Le milliardaire Larry Tanenbaum l'avait vu venir. Le magnat canadien de 81 ans se retire de l'investissement de sa vie en vendant la participation de 25 % de Kilmer Sports Inc. dans Maple Leaf Sports & Entertainment Ltd. à Rogers Communications Inc. pour 4,35 milliards de dollars, selon une transaction annoncée le 6 juillet. La participation de Tanenbaum dans les Maple Leafs de Toronto et les Raptors de Toronto a fait de lui l'une des figures de propriété les plus influentes — et les plus scrutées — du sport canadien.
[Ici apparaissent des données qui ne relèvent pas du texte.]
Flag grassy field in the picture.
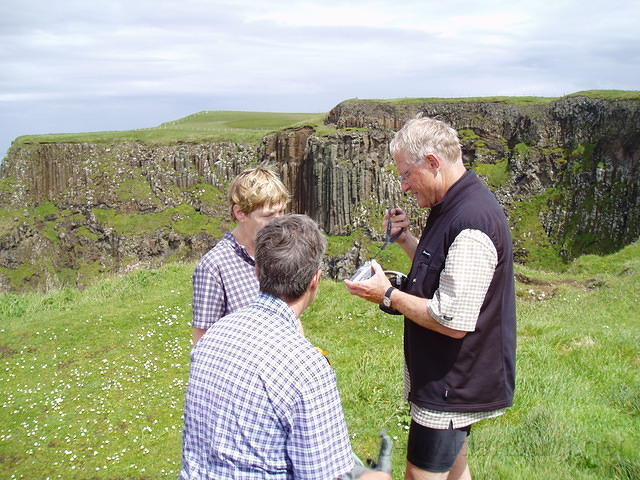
[0,243,640,480]
[16,111,325,145]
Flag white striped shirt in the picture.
[404,229,505,429]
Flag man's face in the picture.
[242,203,285,240]
[394,150,442,208]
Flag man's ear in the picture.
[231,203,247,222]
[310,269,322,289]
[424,153,440,170]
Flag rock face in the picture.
[0,92,640,290]
[278,96,640,259]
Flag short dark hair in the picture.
[256,214,327,301]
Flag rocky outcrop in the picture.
[0,91,640,290]
[260,128,416,235]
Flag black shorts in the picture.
[407,420,471,473]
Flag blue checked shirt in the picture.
[180,294,354,480]
[192,232,260,330]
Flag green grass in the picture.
[0,243,640,480]
[347,90,640,105]
[567,90,640,100]
[15,111,325,145]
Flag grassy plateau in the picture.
[15,110,325,145]
[0,243,640,480]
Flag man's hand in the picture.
[382,207,409,244]
[344,260,391,304]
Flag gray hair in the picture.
[256,214,327,301]
[389,115,462,163]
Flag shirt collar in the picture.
[224,232,256,267]
[255,292,301,331]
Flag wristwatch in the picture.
[382,287,397,308]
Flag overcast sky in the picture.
[0,0,640,159]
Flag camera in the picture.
[350,260,376,282]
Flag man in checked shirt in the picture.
[180,215,391,480]
[345,117,516,480]
[192,167,289,344]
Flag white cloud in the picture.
[0,0,640,158]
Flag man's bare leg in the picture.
[404,440,471,480]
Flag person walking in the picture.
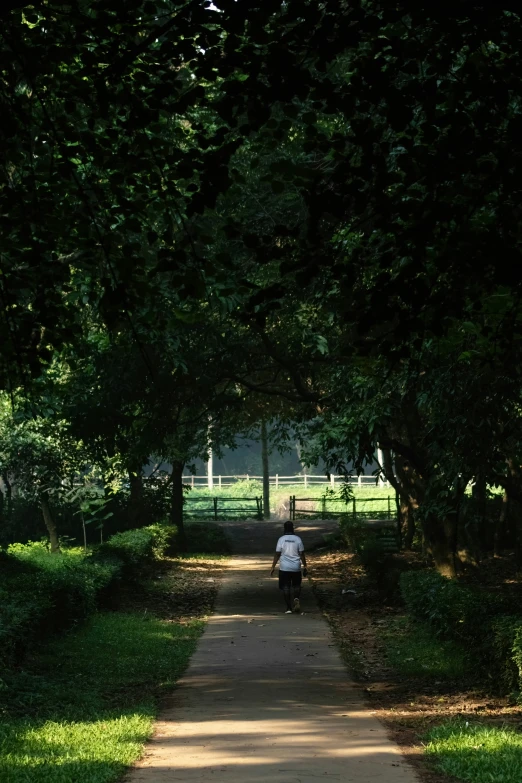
[270,522,308,614]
Tanenbaum peut désormais se concentrer sur son prochain grand pari : le basketball féminin. En 2024, il a acquis le Tempo pour 115 millions de dollars, dont 50 millions de dollars de frais d'expansion. "Il y a plus de 20 ans, lorsque j'ai entrevu pour la première fois la possibilité d'implanter une franchise WNBA au Canada, les études de marché ont démontré que le marché n'était pas encore mûr" a déclaré Tanenbaum dans un communiqué transmis par courriel. "Je n'ai jamais cessé de suivre l'évolution de la situation et, avec le temps, le marché a fini par reconnaître ce que nous savions tous : le sport féminin est un secteur rentable et un investissement judicieux."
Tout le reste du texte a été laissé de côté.